When we work in an office environment, we work side by side with colleagues and this can help to provide focus and reinforce our security awareness. However, in this current climate, when working remotely, we lose that daily interaction and may lose sight of the threats and scams that loom close by. It therefore becomes even more important that we remain vigilant, ensuring we take a moment to deal with potential threats or scams that may come from emails, texts or telephone calls.
Criminals are experts at impersonating people, organisations and even the police, through direct contact or via the internet. They may spend hours researching you for their scams (looking you up on social media), hoping you’ll let your guard down just for one moment…
It’s upsetting, but not surprising that scammers are using the concern of the current pandemic to increase their activity. Over the last couple of months we have seen:
- Government brands to trick people, including HMRC making spurious offers of financial support through unsolicited email, phone calls and messages.
- Mobile phone company branded scams stating failed payments, with threats of phone suspension or fines through phone messages.
- Online shopping scams where people have ordered face masks, hand sanitisers and other products which have never arrived.
These criminals are exploiting COVID-19 to scam people and this is only likely to increase. Therefore you need to be aware and prepared…
- STOP – Take a moment to stop and think before clicking on links or parting with your money, your personal or work related information.
- CHALLENGE – Could it be fake? It’s ok to reject, refuse or ignore any requests. Criminals will try to rush or panic you – don’t let them.

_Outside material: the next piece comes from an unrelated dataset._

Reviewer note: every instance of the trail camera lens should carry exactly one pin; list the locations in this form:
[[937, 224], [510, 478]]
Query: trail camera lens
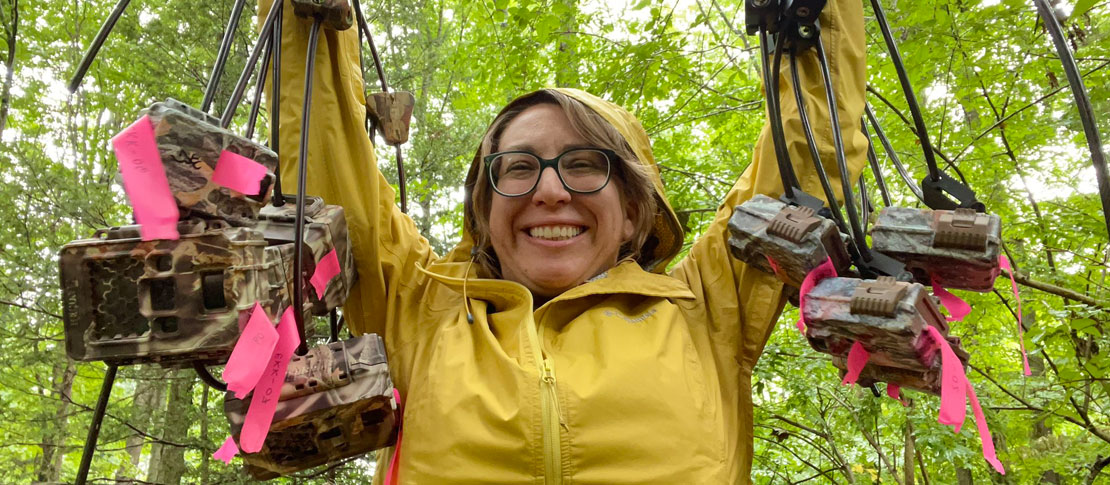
[[161, 293], [212, 286]]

- PROTECT – Contact your organisation’s information security point of contact and inform your line manager if you think you’ve had an incident at work. Contact your bank or relevant providers directly if you think you’ve been the victim of scam and don’t be afraid to call 101 or use an online crime reporting tool on your Force’s website to report it to the police.
Look after yourselves, your friends and your family members and stay safe.
You can find more information on fraud, tricks and scams on the www.gov.uk website, and guidance on online safety during COVID-19 at www.nationalcrimeagency.gov.uk.